SPRINGFIELD, Ill., June 25, 2005 (AP) — A new state law requires Illinois to divest about $1 billion worth of pension investments in companies that do business in Sudan and to sever all financial ties to the violence-ridden country.

Gov. Rod Blagojevich signed the bill into law Saturday, saying it makes Illinois the nation’s first state to divest all financial interests in Sudan. The Sudanese government has been accused of war crimes and genocide during a civil war against rebel groups.

“The people of Illinois will not condone human rights abuses and genocide. We will take our money elsewhere,” Blagojevich said in a statement Saturday. He urged other states to adopt similar measures.

Similar legislation is pending in other states, and Harvard University also recently announced plans to stop Sudanese investments.

The Sudanese region of Darfur has been the site of an upheaval where about 180,000 people have died since fighting flared in February 2003. An estimated 2 million others have been forced to flee the region.

The conflict erupted when rebels took up arms against what they saw as years of state neglect and discrimination against Sudanese of African origin. The government is accused of responding with wide-scale abuses against the African population.

Sen. Jacqueline Collins, who pushed the bill through the Illinois Senate with unanimous support, said she modeled her proposal on laws passed in the 1980s that put pressure on South Africa to end apartheid.
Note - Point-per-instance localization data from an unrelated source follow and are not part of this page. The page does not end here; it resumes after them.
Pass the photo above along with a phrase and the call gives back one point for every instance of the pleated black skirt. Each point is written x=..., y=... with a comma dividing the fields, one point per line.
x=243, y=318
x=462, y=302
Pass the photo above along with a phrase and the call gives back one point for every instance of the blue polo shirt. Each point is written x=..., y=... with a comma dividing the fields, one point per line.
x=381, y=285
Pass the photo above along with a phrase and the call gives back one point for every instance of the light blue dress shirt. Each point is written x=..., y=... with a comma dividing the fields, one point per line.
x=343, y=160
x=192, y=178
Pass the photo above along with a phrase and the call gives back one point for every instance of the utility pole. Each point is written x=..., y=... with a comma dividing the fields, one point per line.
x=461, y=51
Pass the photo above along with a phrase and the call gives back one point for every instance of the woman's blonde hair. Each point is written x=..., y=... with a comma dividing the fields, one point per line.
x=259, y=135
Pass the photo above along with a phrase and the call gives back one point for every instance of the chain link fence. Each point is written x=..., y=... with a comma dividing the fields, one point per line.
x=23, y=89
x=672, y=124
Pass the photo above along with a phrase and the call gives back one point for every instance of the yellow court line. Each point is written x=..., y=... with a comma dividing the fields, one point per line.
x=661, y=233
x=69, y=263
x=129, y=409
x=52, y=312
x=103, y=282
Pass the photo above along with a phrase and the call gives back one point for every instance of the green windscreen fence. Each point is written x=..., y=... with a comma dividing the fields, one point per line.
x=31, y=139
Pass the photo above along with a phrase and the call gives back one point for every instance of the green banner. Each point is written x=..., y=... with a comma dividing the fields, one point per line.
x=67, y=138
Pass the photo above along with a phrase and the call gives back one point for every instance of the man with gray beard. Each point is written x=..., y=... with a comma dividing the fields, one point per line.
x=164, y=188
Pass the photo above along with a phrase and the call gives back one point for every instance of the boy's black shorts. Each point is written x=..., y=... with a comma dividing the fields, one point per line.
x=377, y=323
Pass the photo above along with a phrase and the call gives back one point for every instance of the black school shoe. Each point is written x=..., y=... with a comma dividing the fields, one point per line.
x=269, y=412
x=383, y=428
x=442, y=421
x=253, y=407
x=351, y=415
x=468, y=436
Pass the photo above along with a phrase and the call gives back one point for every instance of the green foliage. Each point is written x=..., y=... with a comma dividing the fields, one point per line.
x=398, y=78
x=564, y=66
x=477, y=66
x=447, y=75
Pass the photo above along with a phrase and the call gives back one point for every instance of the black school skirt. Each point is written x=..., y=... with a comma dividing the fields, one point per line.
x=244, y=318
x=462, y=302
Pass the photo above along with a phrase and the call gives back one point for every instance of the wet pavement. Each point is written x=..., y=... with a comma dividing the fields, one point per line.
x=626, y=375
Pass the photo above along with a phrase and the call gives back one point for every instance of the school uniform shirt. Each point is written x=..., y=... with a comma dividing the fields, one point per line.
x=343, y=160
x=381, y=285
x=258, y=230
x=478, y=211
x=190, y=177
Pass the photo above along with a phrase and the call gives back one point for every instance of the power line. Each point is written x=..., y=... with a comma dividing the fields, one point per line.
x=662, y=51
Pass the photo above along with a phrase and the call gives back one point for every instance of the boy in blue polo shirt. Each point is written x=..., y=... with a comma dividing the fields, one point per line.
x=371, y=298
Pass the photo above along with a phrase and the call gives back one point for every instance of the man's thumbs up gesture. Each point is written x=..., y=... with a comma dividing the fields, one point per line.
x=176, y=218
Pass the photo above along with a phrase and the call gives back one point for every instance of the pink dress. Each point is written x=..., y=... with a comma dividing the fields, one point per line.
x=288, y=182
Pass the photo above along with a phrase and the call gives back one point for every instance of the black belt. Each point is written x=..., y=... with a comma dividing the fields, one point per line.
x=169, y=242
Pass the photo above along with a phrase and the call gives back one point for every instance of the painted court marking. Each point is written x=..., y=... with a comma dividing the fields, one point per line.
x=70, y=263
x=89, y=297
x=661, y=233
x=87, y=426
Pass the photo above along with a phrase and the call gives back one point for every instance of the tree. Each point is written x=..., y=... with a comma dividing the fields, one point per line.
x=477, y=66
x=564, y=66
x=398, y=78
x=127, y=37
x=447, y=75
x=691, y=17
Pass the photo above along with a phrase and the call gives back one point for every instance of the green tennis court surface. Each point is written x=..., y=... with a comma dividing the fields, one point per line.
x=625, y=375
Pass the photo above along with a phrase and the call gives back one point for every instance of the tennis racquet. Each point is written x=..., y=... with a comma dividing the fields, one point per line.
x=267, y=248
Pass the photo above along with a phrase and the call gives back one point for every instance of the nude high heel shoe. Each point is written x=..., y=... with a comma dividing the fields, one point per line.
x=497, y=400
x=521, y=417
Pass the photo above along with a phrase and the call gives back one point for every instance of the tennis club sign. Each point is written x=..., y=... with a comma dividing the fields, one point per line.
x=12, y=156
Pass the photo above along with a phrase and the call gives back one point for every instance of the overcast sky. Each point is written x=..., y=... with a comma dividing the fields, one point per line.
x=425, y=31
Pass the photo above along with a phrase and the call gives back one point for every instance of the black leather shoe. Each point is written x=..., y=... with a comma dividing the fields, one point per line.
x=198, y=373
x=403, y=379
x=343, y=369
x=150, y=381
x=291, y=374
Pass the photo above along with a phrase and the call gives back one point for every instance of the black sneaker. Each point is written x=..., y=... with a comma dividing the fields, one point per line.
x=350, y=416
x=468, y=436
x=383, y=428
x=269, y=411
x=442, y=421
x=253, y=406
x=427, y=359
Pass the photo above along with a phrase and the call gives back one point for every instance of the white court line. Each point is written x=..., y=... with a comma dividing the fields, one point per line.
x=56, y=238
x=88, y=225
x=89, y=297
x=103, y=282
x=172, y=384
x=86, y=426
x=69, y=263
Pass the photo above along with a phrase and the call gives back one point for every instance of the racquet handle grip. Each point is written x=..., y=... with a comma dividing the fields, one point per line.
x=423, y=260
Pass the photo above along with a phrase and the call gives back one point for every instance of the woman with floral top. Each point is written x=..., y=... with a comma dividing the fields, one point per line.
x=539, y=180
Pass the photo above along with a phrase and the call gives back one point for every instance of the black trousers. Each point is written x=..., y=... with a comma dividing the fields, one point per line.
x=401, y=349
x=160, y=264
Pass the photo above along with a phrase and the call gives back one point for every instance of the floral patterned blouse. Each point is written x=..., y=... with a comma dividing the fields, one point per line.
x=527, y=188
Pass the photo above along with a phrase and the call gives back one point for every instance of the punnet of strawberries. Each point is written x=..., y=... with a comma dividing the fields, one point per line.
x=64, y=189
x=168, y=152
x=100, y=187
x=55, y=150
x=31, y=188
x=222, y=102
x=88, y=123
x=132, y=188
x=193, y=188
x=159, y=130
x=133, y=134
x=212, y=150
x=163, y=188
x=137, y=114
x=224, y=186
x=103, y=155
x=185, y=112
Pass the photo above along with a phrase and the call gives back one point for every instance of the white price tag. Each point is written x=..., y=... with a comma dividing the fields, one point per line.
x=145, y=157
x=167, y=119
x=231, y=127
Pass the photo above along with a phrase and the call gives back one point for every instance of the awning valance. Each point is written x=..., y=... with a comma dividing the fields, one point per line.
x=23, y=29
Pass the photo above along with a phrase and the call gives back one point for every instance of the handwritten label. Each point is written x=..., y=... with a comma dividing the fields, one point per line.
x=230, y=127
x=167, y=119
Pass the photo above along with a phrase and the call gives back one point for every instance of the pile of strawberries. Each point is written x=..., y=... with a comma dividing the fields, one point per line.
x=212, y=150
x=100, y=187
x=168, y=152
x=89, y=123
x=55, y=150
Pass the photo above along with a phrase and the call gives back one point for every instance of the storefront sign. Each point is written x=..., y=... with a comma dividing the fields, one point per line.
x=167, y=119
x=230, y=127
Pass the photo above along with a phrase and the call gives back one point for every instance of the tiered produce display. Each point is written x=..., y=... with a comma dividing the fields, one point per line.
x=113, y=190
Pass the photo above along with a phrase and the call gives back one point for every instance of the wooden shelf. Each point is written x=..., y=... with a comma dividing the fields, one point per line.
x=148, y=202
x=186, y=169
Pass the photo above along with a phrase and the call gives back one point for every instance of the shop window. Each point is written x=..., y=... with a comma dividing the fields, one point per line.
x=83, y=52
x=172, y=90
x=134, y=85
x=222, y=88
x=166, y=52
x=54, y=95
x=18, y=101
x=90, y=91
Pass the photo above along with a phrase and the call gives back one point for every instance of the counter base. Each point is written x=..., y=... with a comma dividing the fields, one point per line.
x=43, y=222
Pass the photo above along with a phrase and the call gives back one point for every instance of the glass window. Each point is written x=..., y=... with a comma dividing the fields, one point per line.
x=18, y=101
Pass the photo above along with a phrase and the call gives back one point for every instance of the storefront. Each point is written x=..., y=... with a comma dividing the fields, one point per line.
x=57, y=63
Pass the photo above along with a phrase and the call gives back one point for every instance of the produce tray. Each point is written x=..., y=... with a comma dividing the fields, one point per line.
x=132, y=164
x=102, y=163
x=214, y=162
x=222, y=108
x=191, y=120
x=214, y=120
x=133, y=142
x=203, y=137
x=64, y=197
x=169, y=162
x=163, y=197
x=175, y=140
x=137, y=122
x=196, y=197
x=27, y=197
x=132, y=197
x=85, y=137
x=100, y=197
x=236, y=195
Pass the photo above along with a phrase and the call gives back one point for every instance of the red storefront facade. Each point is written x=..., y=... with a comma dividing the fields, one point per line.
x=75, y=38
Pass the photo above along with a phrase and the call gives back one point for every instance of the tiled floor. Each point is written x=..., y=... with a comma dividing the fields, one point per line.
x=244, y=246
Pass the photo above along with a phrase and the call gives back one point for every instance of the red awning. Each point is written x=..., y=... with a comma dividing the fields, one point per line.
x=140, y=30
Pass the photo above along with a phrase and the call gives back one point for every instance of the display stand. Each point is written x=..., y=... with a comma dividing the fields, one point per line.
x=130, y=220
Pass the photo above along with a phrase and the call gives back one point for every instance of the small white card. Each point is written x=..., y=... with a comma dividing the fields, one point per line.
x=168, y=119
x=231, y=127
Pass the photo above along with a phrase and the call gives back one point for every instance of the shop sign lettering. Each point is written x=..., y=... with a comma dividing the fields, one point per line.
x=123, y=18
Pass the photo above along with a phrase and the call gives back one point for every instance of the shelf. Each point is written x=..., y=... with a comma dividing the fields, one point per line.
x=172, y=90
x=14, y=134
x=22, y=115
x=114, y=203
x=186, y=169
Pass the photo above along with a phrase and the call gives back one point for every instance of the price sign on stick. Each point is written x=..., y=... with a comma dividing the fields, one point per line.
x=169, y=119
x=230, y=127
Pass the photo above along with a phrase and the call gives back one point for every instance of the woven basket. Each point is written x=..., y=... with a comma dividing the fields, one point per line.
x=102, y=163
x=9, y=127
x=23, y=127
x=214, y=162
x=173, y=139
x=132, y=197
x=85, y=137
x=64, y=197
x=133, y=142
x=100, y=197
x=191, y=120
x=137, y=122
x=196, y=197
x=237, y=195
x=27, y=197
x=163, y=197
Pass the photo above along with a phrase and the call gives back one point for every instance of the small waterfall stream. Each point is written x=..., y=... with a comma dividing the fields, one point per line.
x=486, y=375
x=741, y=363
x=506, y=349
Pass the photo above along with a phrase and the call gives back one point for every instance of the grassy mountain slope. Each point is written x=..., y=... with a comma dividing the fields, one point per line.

“We have a moral obligation to stand against oppression when we see it,” Collins said in a statement Saturday.

A message left at the Sudanese embassy in Washington D.C. Saturday was not immediately returned.

The measure prohibits the state from investing in Sudanese government bonds or in companies doing business with or in Sudan. It will require Illinois, within 18 months, to remove from two of its five pension systems about $1 billion worth of pension investments in 32 companies that work in Sudan.

The law takes effect in January 2006.